O słomie w butach i misiu na zamku
2016/08/22 Dodaj komentarz
Podobno wielu z Was chce się dowiedzieć, co było dalej po tym, jak nie dotarliśmy w Bieszczady. Podobno niektórzy wątpią, czy rzeczywiście spędzamy lato w górach tak jak sobie to zaplanowaliśmy jeszcze milion miesięcy temu. Podobno są i tacy, którzy codziennie tu zaglądają w poszukiwaniu informacji skąd wzięliśmy kasę na to by choć raz w życiu nie musieć skąpić i żydzić, lecz szaleć i kupować pamiątki i atrakcje gdzie tylko się da. Dostałam też wiadomość od anonimowej czytelniczki z Tubądzina, że bardzo jest ciekawa, w jakiej roli wystąpi na blogu Małgosia z Mazur.

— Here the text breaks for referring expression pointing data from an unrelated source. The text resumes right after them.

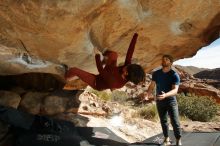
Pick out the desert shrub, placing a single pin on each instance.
(119, 96)
(148, 112)
(197, 108)
(102, 94)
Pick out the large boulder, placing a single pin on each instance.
(41, 36)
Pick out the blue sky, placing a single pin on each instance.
(206, 57)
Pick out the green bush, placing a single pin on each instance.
(148, 112)
(197, 108)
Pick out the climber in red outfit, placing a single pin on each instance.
(111, 76)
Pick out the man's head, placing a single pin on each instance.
(135, 73)
(167, 60)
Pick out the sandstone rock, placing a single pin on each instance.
(32, 102)
(54, 105)
(8, 98)
(41, 36)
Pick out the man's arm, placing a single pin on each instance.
(98, 63)
(131, 49)
(110, 58)
(150, 90)
(170, 93)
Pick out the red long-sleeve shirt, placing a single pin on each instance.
(110, 77)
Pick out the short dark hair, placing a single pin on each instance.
(136, 73)
(169, 57)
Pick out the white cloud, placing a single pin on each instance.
(207, 57)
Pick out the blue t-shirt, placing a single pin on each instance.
(164, 81)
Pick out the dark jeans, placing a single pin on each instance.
(169, 107)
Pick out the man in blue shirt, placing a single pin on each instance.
(167, 83)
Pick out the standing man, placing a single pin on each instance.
(167, 83)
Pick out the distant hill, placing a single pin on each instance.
(209, 74)
(191, 69)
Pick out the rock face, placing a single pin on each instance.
(199, 87)
(40, 36)
(209, 74)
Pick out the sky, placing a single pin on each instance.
(206, 57)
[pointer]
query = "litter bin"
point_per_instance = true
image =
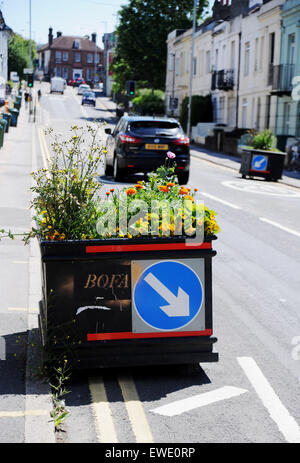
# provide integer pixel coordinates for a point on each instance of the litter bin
(7, 117)
(17, 105)
(14, 116)
(2, 130)
(261, 163)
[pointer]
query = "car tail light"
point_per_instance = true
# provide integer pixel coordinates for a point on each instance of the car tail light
(129, 139)
(182, 141)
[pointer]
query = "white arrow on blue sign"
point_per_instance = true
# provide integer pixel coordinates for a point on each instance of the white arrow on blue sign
(259, 162)
(168, 295)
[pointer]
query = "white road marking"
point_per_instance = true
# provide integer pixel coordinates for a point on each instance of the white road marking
(200, 400)
(278, 225)
(104, 423)
(233, 206)
(135, 411)
(279, 414)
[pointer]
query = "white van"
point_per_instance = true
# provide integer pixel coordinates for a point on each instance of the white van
(57, 85)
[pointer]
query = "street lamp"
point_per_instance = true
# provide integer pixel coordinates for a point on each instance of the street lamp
(191, 71)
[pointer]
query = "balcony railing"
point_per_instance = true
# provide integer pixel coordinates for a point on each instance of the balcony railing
(223, 80)
(280, 78)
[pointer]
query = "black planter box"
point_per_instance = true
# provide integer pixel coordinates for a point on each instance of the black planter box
(97, 301)
(261, 163)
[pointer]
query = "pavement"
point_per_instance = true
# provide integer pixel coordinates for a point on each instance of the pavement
(25, 400)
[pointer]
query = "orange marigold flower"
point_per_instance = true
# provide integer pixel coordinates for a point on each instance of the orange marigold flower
(131, 191)
(189, 197)
(183, 191)
(163, 188)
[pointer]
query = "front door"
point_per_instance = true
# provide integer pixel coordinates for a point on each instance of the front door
(77, 74)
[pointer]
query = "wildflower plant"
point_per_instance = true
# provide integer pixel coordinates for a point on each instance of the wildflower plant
(65, 194)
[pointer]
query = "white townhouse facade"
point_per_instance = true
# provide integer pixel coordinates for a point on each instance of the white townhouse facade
(234, 52)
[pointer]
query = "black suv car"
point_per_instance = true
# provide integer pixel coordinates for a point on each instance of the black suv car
(140, 144)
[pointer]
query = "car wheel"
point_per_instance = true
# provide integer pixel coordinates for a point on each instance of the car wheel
(183, 177)
(116, 170)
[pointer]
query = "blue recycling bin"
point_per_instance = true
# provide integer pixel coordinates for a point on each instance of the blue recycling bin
(7, 118)
(14, 116)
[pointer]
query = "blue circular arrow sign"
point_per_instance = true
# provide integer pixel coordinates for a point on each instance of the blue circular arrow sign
(168, 295)
(259, 162)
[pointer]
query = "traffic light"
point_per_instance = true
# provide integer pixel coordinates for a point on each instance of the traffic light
(30, 80)
(131, 84)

Otóż spędziliśmy 3 dni na atrakcjach około-szczawnickich. Zwiedziliśmy zamki w Czorsztynie i Niedzicy, płynęliśmy statkami po jeziorze, chłopcy płynęli tez Dunajcem (ja nie, bo mały Ursus by nie wytrzymał na jednej pupie dwóch godzin, a ja zgodziłam się poświęcić i nie płynąć, gdyż dzięki temu zaoszczędziliśmy 50zł, za które później kupiłam sobie bluzę w kropki w sklepie C&A. Jeśli ktoś szuka tutaj porady, to ja radzę czytelnikom kupić bilety na spływ on-line, gdyż w przeciwnym razie istnieje ryzyko, że będzie się czekało długo w kolejce i nie starczy czasu na inne atrakcje a dwugodzinny spływ zajmie cały dzień. Wjechaliśmy na Palenicę, zeszliśmy z niej. Nasz starszak okazał się być dobrym przewodnikiem na szlakach. Jedliśmy lokalne lody szczawnickie i krościeńskie. A potem pojechaliśmy w okolice Sandomierza. Jechaliśmy wiele godzin choć kilometrów było niewiele ponad 200, ale GPS nas wiódł trochę dookoła. W sobotę odbył się ślub kuzyna, na którym było bardzo dużo dzieci i było bardzo miło. Tego, że będzie miło spodziewaliśmy się, bo lubimy gdy pary łączą się ze sobą na całe życie, ale ilość dzieci na ślubie i ich pozytywna aklimatyzacja była dla nas szoczkiem, bo w naszym środowisku dzieci jest mało i są to głównie nasze dzieci. A w niedzielę Mąż przeskoczył samego siebie, bo wziął dzieci do lasu a mnie dał godzinę (plus czas na dojazd) i pozwolił pojechać do centrum handlowego, gdzie mogłam kupić sobie wspomnianą bluzę w kropki, t-shirt za 19,90 i pakiet przecenionych skarpetek. Kupiłam też przecenioną piżamę z misiem, która zawsze będzie mi przypominała o tamtej niedzieli. Oni byli w lesie, a ja miałam święto lasu, bo na co dzień w ogóle nie bywam w sklepach z ubraniami i widać to po mojej garderobie.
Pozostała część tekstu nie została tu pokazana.